On 29 July, 2014, HMRC published the above draft Order which will make several technical changes to the annual allowance regime.
The main changes, which will be made to the Finance Act 2004, are set out in brief below:
The following amendments will apply retrospectively from the start of the 2011/12 tax year:
- Pre-2006 deferred members – an existing anomaly will be corrected to protect individuals who became deferred members before 6 April 2006, then resumed accrual in a DB or cash balance arrangement. Under current legislation, the opening value of the member’s pension input amount is not calculated by reference to the entirety of his deferred benefits, resulting in an excessive pension input amount arising over the pension input period (PIP). The amendment provides that the opening value will instead be the value of the member’s benefits that have built up before the start of the PIP and his pension input amount will simply be the further accrual during the PIP.
- Transfers – a deferred member of a DB or cash balance arrangement who transfers to another registered pension scheme continues to benefit from the deferred member carve-pout after the transfer. This means that his accrued rights may increase each year up to a specific limit without counting towards the annual allowance.
- Revaluation – schemes may continue to revalue a deferred member’s accrued rights by RPI instead of CPI without this increase counting towards the annual allowance, so long as rules specifying RPI as the relevant index were in force on 6 April 2012.
- Paying a charge – an anomaly is removed where the annual charge payable by a member is less if he uses scheme pays than if he pays it himself. This change comes into force for charges arising on or after that date that the draft Order comes into force.
- Electing to use scheme pays – a member can use scheme pays under certain circumstances if he has taken only part of his benefits. The change will apply for elections to use scheme pays made six months after the draft Order comes into force.
- Transferred schemes – the Order will clarify that a receiving scheme is liable under scheme pays on an individual transfer, as well as on a block transfer. The change will apply to transfers made on or after the day the draft Order comes into force.
Money purchase arrangements
Excess contributions – in calculating an individual’s pension input amount, “contributions” to a money purchase arrangement do not include excess contributions payable by or on behalf of the member during the PIP, but which are returned to the member as a refund of excess contributions lump sum made in a PIP ending in the 2014/15 tax year or a later year.

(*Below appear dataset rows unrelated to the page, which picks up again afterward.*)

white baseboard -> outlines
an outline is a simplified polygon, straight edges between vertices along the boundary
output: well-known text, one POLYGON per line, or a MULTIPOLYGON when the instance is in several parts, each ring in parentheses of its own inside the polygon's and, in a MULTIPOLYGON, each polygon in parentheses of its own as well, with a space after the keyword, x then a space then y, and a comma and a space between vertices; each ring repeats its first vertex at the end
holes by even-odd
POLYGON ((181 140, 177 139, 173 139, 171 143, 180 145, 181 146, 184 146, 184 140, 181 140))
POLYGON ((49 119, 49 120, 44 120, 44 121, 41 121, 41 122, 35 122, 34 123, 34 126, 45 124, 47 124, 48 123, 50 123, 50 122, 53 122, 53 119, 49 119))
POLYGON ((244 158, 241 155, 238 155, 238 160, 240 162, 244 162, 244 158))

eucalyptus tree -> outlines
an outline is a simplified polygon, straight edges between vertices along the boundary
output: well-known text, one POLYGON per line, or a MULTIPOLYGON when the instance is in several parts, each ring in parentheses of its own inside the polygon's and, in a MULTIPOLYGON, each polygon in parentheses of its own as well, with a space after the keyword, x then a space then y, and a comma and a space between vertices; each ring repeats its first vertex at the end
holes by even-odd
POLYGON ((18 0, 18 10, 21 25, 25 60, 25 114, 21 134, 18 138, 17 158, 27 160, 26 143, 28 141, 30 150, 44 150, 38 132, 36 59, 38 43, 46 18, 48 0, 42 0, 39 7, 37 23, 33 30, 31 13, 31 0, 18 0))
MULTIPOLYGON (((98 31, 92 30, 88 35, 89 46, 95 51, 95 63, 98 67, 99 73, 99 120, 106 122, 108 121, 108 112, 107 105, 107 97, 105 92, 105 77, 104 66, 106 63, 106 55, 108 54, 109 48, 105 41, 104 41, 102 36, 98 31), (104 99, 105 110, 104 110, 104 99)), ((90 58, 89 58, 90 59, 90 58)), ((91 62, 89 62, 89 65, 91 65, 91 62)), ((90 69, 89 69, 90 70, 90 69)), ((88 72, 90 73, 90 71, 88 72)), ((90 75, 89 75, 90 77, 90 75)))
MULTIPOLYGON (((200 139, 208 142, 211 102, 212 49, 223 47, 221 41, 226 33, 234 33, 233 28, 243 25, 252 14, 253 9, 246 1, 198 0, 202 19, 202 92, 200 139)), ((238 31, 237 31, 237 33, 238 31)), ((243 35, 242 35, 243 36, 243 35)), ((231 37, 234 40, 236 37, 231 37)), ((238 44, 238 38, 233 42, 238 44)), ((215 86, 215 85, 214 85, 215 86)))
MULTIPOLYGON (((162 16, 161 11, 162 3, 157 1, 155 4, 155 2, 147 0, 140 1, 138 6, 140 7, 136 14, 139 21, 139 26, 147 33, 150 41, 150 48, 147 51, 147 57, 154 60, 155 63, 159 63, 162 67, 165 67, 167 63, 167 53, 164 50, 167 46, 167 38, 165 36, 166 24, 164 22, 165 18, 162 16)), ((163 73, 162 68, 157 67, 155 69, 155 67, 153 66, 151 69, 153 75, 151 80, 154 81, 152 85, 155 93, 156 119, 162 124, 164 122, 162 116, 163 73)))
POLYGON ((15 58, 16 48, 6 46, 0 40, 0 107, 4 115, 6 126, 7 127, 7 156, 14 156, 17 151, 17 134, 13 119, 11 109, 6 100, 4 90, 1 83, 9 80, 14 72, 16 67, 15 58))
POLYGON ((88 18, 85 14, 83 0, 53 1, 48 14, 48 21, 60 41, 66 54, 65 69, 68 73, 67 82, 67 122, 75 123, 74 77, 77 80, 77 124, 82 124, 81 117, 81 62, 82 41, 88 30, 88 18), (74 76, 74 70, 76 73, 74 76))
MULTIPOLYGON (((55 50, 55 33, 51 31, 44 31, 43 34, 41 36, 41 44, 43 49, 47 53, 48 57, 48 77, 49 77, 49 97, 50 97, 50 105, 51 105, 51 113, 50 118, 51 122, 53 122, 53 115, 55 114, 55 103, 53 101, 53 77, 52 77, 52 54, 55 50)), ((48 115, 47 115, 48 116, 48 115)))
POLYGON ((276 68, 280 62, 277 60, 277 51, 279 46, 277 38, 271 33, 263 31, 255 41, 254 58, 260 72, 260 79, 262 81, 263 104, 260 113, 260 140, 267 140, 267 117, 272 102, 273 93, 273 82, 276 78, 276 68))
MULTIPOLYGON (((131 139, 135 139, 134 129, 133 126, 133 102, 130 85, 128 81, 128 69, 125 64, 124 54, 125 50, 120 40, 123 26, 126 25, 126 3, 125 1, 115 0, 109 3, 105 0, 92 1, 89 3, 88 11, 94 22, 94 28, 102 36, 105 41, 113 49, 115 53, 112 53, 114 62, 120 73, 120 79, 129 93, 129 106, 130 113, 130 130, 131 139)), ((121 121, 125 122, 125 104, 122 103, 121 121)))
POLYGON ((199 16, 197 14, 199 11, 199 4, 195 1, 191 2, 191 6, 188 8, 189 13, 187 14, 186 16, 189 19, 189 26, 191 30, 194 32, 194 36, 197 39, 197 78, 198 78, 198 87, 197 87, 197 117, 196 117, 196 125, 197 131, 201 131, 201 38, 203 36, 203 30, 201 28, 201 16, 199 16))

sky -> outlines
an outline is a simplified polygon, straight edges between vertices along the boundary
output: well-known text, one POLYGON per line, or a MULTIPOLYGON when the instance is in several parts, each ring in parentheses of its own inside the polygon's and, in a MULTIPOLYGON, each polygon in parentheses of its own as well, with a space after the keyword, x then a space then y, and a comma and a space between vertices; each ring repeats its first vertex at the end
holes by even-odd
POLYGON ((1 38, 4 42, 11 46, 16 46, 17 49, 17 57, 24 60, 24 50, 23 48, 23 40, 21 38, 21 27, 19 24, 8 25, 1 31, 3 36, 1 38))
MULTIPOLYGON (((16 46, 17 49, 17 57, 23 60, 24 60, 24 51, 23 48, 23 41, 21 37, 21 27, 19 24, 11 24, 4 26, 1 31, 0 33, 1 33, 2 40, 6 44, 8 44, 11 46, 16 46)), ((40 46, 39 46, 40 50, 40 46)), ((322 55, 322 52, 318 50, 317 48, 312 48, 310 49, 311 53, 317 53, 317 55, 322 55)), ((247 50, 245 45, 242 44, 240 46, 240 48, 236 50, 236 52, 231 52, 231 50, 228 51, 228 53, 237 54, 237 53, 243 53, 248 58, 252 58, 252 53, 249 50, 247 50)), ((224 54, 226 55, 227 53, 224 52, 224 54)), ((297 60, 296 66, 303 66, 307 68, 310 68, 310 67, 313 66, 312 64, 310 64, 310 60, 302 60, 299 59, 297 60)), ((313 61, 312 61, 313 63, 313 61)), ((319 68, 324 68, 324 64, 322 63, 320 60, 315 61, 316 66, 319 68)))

Underfunded block transfers
HMRC first consulted in 2012 on this issue. The measures are designed to ensure no unintended pension input amounts arise as a result of a transfer where members' benefits are unchanged but the transfer amount does not support the value of the accrued benefits in the receiving scheme on account of underfunding. In light of feedback from the industry suggesting the original drafting did not achieve the intended aim, HMRC promised to look again at the position. The draft order contains revised provisions.
The consultation period closes on 27 August 2014.